Will the Prime Minister consider the possibility of reducing the hostility that she may encounter when she meets members of the Economic Council by considering their deep concern that British manufacturers are now having to pay as much as 10 per cent. more than their Continental competitors for fixed interest loans? Is not this the time for her to tell the country that no more shall we go down this road of high interest rates, thus giving British manufacturers a chance to borrow money at rates of interest equal to those on the Continent and thereby avoiding the slump that is facing all of us?
There are many Continental practices that one would like to assume in this country, including the Continentals' tendency not to spend money that they have not got. As the hon. Gentleman knows, on the scale on which Governments have to borrow at present there is a tendency to have to have high interest rates to get the money. Therefore, the answer is to reduce public expenditure as a proportion of national income.
Will my right hon. Friend be in a position, when she next meets the members of the National Economic Development Council, to report to them on the progress that the Government have made with their plans for a more wide-ranging and well-informed consultation body, either within NEDO or elsewhere, to bring about a more realistic understanding of exactly what the economy can stand and of public sector pay bargaining?
I hope that the consultation will take place on the basis of the Neddy organisation, because that is now a well-tried one and I think that we are likely to get the best results through it. It is important that all consultations take place on the basis of full and frank facts. People must be brought to face reality, both in their wage claims and in their demands for expenditure.
Does the right hon. Lady recall telling the House earlier this year that interest rates at 14 per cent. would impose an intolerable burden on home buyers and small businesses?
How will the right hon. Lady explain to the National Economic Development Council that industrial performance will improve, when she has saddled this country with the highest inflation and the lowest output in the industrial world, and is proposing to saddle it on Thursday with the highest interest and mortgage rates in British history?
The right hon. Gentleman still holds the record for the highest inflation rate ever reached in Britain. He and, in particular, his former Chief Secretary know that, if their level of public expenditure had gone ahead, interest rates would have been right up and inflation rates next year would have been even higher than those we have at present. The right hon. Gentleman knows that if we are to get interest rates down we must get public expenditure down as a proportion of national income.
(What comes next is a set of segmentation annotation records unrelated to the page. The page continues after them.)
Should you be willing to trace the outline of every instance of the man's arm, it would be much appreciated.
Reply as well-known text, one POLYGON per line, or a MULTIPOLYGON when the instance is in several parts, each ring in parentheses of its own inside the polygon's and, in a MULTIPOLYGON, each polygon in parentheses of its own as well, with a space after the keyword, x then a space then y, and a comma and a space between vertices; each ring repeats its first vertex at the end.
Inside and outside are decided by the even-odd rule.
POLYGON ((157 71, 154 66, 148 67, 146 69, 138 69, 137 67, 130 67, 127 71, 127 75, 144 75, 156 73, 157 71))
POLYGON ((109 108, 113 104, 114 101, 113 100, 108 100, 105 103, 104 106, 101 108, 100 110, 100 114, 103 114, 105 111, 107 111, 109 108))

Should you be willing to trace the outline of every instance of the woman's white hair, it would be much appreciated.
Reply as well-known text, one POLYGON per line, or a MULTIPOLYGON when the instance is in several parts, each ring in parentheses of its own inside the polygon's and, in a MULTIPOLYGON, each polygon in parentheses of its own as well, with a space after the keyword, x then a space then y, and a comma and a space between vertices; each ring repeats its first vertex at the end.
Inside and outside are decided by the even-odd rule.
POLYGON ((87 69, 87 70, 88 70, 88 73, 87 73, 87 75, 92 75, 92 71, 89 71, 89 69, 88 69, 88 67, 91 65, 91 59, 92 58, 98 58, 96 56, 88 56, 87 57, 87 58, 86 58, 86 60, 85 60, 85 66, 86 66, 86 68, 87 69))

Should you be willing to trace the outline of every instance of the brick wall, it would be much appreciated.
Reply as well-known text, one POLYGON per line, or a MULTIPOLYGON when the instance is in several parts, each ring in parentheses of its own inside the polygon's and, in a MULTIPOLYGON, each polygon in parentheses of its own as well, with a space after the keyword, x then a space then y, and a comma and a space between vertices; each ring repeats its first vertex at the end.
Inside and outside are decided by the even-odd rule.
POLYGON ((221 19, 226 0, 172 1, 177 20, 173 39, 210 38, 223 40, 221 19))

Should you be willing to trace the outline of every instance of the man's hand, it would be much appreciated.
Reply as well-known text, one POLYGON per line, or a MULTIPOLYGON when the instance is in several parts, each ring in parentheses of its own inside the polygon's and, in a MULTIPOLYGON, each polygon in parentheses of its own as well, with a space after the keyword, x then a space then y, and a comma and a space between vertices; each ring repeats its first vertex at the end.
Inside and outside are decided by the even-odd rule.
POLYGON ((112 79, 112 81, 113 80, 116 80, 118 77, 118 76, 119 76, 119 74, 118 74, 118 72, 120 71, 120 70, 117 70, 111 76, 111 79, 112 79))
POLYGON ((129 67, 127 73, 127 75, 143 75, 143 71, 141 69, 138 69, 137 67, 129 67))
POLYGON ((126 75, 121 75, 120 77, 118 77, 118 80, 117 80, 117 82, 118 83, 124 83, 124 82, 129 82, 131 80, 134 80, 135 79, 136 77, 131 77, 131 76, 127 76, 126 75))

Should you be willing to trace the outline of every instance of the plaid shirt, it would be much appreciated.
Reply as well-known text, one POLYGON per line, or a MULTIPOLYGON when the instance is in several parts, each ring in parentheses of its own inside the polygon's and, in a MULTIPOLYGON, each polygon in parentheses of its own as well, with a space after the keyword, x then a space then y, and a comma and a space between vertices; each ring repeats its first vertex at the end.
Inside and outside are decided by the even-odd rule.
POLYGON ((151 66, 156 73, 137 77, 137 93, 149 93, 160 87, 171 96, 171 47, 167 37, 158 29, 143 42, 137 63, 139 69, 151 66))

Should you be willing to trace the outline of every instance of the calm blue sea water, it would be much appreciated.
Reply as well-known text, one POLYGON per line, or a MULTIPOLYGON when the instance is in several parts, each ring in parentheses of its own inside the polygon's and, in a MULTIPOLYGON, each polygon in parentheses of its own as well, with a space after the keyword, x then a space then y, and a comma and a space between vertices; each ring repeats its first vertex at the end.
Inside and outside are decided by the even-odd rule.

Is the right hon. Lady telling us that next year public expenditure will be a lower percentage of gross domestic product than this year? If so, she has a view that is not shared by anybody else in the country.
I am telling the right hon. Gentleman that in the words of his former Chief Secretary:
We have to face the unpalatable fact that with, at best, low rates of economic growth, and at worst, nil or even negative growth, public expenditure cuts will be necessary.
We are embarking on a sustained programme of trying to get down public expenditure as a proportion of national income. That is the right programme for Britain.
If my right hon. Friend has consultations about a wider economic forum based on Neddy, will she consider ways in which the representation of employees on that body might be more representative than that provided by the TUC?
I shall always consider trying to get broader representation. Every time we increase the representation, there are demands for still more. It is not easy to have discussions in a very large body. We have to keep it comparatively small.